Daniel Archambault, Swansea University, UK
Docent Arianit Kurti, Linnéuniversitetet
Professor Andreas Kerren, Linnéuniversitetet
Lektor Ilir Jusufi, Linnéuniversitetet
Professor Welf Löwe, Linnéuniversitetet
The study of multivariate networks (MVNs, i.e., large data sets where data points have relations to other data points and both these relations and the points themselves can have attributed data) is an important task in many different fields, such as social networks for the humanities, citation networks for bibliometrics and biochemical networks for life sciences. Furthermore, when dealing with visualization and analysis of MVNs, many open challenges still exist regarding both computational aspects (i.e., the challenge of computing different metrics of a large-scale MVN) and visual aspects (i.e. the challenge of displaying all the information of a large-scale MVN in a way that is comprehensible to the user). In the search for efficient and scalable visual analytics methods, especially for exploratory data analysis, this thesis explores a novel approach of aspect-driven MVN embedding and the use of ensembles of embeddings for multi-level similarity calculations. Starting from the observation that there already exist several different embedding techniques for datatypes that are common for real-world MVNs, the main question that we will try to answer is: “Could the use of multiple embeddings provide for new and better solutions for visual analytics on multivariate networks?” This main question then inspires the formulation of four more specific research goals regarding: (1) methods for combining embeddings, (2) the development of a general methodology framework, (3) new visualization methods, and (4) proof-of-concept applications for real-world scenarios.

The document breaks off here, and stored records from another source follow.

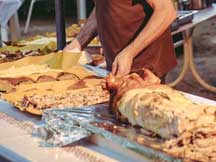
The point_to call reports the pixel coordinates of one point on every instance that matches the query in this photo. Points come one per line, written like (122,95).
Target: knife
(100,72)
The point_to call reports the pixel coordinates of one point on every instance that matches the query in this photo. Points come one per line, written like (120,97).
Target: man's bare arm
(164,14)
(87,33)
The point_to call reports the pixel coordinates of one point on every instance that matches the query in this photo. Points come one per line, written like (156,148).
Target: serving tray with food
(147,117)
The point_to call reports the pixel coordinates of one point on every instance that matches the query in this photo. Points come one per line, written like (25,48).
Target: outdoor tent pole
(60,24)
(81,9)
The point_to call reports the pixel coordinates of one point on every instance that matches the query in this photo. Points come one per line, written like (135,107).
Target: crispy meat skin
(188,130)
(119,86)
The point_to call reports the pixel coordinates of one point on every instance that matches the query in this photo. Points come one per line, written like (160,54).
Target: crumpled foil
(65,126)
(61,127)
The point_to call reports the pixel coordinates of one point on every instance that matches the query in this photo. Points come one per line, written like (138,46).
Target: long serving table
(187,31)
(17,143)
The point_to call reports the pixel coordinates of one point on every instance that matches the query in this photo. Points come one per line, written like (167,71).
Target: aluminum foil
(61,127)
(64,126)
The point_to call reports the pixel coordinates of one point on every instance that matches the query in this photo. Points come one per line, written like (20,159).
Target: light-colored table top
(8,8)
(17,143)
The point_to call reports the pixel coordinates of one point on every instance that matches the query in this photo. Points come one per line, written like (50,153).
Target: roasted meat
(185,129)
(155,107)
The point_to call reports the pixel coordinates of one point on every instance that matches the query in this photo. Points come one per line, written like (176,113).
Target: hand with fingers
(74,46)
(122,64)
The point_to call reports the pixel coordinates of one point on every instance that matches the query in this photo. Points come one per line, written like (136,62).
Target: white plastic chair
(30,14)
(81,5)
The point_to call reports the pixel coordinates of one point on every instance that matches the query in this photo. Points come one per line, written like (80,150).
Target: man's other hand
(74,46)
(122,64)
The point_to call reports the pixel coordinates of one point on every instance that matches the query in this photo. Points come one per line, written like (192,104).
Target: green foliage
(46,8)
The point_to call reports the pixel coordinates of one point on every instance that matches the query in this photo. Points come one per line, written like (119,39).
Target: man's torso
(119,22)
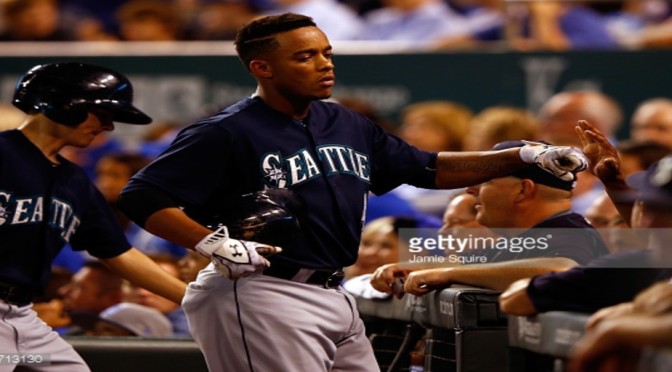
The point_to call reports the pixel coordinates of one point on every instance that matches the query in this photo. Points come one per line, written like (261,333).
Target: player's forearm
(500,275)
(140,270)
(461,169)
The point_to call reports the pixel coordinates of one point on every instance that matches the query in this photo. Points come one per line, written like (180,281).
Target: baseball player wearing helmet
(293,315)
(47,201)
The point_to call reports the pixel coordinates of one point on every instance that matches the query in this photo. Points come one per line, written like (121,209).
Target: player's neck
(295,109)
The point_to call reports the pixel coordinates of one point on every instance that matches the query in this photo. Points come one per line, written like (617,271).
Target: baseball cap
(139,320)
(533,171)
(654,185)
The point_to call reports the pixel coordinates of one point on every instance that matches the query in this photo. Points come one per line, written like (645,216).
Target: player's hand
(235,258)
(422,282)
(390,279)
(562,161)
(602,156)
(615,311)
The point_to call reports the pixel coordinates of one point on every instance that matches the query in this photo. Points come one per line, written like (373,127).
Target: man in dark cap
(529,205)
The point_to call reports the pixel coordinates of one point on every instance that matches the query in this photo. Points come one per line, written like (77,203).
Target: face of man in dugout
(301,67)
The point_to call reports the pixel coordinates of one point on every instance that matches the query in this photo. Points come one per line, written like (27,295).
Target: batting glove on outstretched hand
(235,258)
(562,161)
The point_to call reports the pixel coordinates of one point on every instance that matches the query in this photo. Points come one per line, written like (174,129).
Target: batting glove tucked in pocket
(235,258)
(562,161)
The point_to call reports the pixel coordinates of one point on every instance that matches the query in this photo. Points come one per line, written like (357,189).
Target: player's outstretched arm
(142,271)
(604,163)
(461,169)
(232,257)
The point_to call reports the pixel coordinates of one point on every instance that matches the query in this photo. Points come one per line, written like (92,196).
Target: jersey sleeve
(99,233)
(192,167)
(395,162)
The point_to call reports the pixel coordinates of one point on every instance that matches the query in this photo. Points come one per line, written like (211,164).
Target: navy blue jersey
(42,207)
(578,240)
(606,281)
(332,159)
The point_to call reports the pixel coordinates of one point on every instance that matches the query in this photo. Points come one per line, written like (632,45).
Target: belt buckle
(334,280)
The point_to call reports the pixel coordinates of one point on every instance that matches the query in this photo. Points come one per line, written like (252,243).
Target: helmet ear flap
(67,114)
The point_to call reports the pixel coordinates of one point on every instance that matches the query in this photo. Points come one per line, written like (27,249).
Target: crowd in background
(436,125)
(86,298)
(433,24)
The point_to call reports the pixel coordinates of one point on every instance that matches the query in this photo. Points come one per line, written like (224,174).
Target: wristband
(212,242)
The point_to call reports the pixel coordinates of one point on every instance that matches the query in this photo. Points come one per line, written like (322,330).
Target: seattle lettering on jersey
(17,211)
(281,172)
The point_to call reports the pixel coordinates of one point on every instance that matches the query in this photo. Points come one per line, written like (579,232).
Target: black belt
(15,295)
(325,278)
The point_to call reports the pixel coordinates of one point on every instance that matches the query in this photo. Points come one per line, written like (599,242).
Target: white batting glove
(562,161)
(235,258)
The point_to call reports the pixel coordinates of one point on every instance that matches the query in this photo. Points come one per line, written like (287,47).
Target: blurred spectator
(149,20)
(485,21)
(613,228)
(170,309)
(157,138)
(460,213)
(636,23)
(88,157)
(558,118)
(337,20)
(113,171)
(652,121)
(125,319)
(101,11)
(379,244)
(10,117)
(432,126)
(637,156)
(498,124)
(220,20)
(49,306)
(367,110)
(559,25)
(435,125)
(417,21)
(559,115)
(32,20)
(92,289)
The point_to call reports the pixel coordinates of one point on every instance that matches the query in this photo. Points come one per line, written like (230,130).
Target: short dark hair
(257,37)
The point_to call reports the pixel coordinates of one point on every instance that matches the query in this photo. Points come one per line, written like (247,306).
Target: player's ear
(261,68)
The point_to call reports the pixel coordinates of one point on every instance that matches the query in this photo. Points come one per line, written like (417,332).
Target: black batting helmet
(270,216)
(65,92)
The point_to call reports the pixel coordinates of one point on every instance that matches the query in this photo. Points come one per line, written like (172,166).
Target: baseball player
(47,201)
(293,315)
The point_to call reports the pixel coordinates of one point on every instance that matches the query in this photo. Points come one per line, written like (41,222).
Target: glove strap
(529,152)
(213,241)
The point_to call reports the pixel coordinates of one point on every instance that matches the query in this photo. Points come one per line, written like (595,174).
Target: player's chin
(323,93)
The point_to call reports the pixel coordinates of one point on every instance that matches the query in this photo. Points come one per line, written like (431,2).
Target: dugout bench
(462,327)
(136,354)
(541,343)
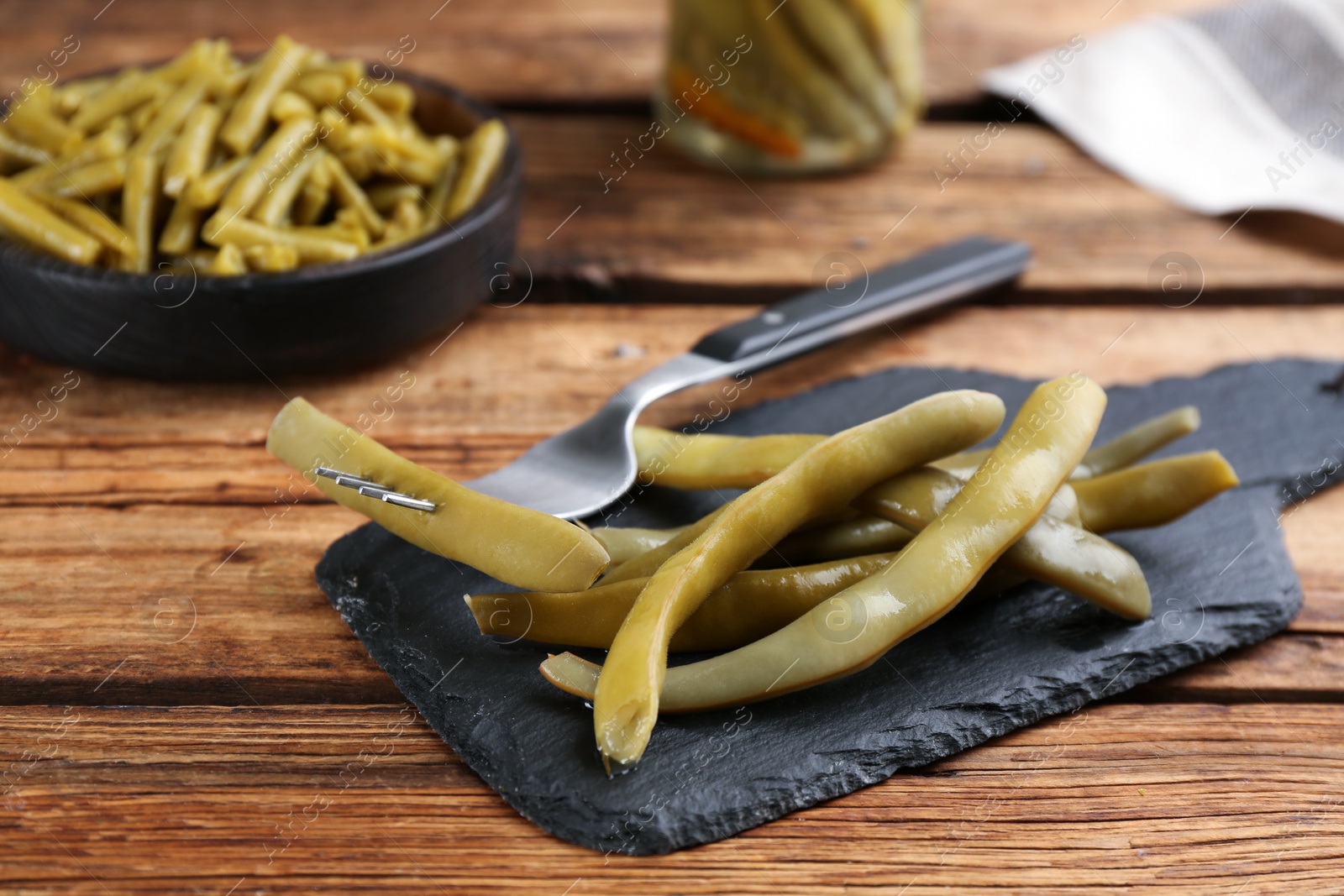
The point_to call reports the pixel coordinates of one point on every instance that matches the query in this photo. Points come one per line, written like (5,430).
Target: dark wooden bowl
(326,317)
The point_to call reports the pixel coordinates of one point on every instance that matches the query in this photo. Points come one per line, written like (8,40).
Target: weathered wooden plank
(519,50)
(1202,799)
(476,385)
(669,228)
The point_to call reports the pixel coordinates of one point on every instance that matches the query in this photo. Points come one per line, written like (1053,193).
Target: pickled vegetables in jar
(790,87)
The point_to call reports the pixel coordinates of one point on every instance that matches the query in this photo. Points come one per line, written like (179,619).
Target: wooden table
(175,692)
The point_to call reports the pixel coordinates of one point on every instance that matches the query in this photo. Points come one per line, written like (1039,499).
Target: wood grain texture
(671,228)
(519,50)
(141,506)
(349,799)
(511,376)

The focus of our work lies on similarity-based analysis within the domains of bibliometrics and scientometrics, and our first major step is to develop a methodology for combining several different embeddings (for the same underlying data) to augment the quality of similarity calculations. This step includes an adaptation of some of the key ideas from ensemble methods to the field of embeddings, and also an interactive optimization process for finding the best performing ensembles. Upon this foundation, we develop an aspect-driven approach which seeks to divide an underlying MVN into separately embeddable aspects, which in turn allows for the resulting embedding vectors to be used in flexible analysis scenarios with high level of interaction. We then proceed to show how the concept of similarity-based analysis can be used to obtain valuable insights to, and a better understanding of, a large set of scientific publications. For this, we introduce the abstract concept of similarity patterns which we use to express how a specific set of similarity criteria are distributed over a data set. Furthermore, we present proof-of-concept applications which are designed to allow the user to exploit these similarity patterns at different levels of detail. We also show that our proposed methodology is generalizable beyond the scope of MVNs, and therefore could be applied to other fields as well.